A riportare la scoperta è la rivista dell'Accademia delle Scienze Americana Pnas, che ha pubblicato un articolo di un gruppo di ricercatori guidato da Melinda Duer dell'Università inglese di Cambridge.

Lo studio mostra che all'interno delle ossa il citrato chimico, un sottoprodotto del metabolismo cellulare naturale, si mescola con acqua creando così un fluido viscoso che oltre a partecipare alla loro formazione, ha la funzione di "ammortizzatore" in caso di urto.

I ricercatori hanno svolto una serie di analisi molecolari ad alto livello per individuare questo citrato che una volta disperso rende le ossa composte solo di fosfato di calcio quindi più dure e con una maggiore probabilità di fratturarsi.

«È la prima volta che facciamo la conoscenza di questo fluido che permette ai minerali presenti nelle ossa di scorrere tra di loro impedendo così il formarsi di grandi e fragili cristalli» spiega Melinda Duer.

«È come se prendessimo due lastre di vetro con in mezzo dell'acqua - continua -. Esse scorrono perché l'acqua forma un cuscinetto.
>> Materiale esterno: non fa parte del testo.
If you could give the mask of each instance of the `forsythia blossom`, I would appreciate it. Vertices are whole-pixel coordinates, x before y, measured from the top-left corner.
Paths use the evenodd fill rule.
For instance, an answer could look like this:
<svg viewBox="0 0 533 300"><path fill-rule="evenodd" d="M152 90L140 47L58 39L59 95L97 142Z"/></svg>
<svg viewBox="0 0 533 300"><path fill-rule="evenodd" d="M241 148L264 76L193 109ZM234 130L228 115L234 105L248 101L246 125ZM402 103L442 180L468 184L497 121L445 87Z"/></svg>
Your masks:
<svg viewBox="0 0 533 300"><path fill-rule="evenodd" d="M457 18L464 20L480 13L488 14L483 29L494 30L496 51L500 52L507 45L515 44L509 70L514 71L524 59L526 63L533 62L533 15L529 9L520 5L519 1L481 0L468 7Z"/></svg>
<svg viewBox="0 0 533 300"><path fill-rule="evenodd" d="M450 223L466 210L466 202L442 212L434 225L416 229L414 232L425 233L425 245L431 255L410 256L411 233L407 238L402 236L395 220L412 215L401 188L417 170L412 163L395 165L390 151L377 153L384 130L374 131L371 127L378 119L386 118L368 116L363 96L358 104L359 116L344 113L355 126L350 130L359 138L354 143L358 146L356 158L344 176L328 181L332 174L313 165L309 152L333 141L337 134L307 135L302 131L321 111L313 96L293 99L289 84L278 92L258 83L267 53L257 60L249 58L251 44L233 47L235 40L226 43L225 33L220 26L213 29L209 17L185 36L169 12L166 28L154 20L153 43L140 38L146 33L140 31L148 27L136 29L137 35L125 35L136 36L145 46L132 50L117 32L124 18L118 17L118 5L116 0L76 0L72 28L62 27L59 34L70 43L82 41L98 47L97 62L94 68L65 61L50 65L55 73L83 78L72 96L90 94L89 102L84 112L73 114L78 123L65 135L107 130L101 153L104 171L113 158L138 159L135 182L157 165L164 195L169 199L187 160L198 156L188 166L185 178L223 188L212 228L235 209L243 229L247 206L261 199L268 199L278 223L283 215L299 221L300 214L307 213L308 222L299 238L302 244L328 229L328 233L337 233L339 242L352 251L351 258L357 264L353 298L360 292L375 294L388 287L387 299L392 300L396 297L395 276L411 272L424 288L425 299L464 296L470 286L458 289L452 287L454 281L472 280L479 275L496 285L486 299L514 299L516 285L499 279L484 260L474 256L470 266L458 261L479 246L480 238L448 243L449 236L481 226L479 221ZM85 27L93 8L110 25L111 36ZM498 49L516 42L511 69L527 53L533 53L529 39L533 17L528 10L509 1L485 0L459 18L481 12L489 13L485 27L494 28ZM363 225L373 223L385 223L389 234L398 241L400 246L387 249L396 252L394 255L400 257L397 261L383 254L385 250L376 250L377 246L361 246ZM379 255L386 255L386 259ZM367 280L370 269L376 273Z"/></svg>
Il cuscinetto sarebbe il citrato e senza di esso tutti i cristalli dei minerali ossei si fonderebbero diventando un grande cristallo fragile agli urti».

Secondo i ricercatori è la perdita o la mancanza di questo citrato a favorire la decalcificazione ossea ossia l'avanzare dell'osteoporosi. Questo studio è il primo di una serie che, messi insieme i risultati, cercheranno di dare presto delle risposte al meccanismo di questa malattia.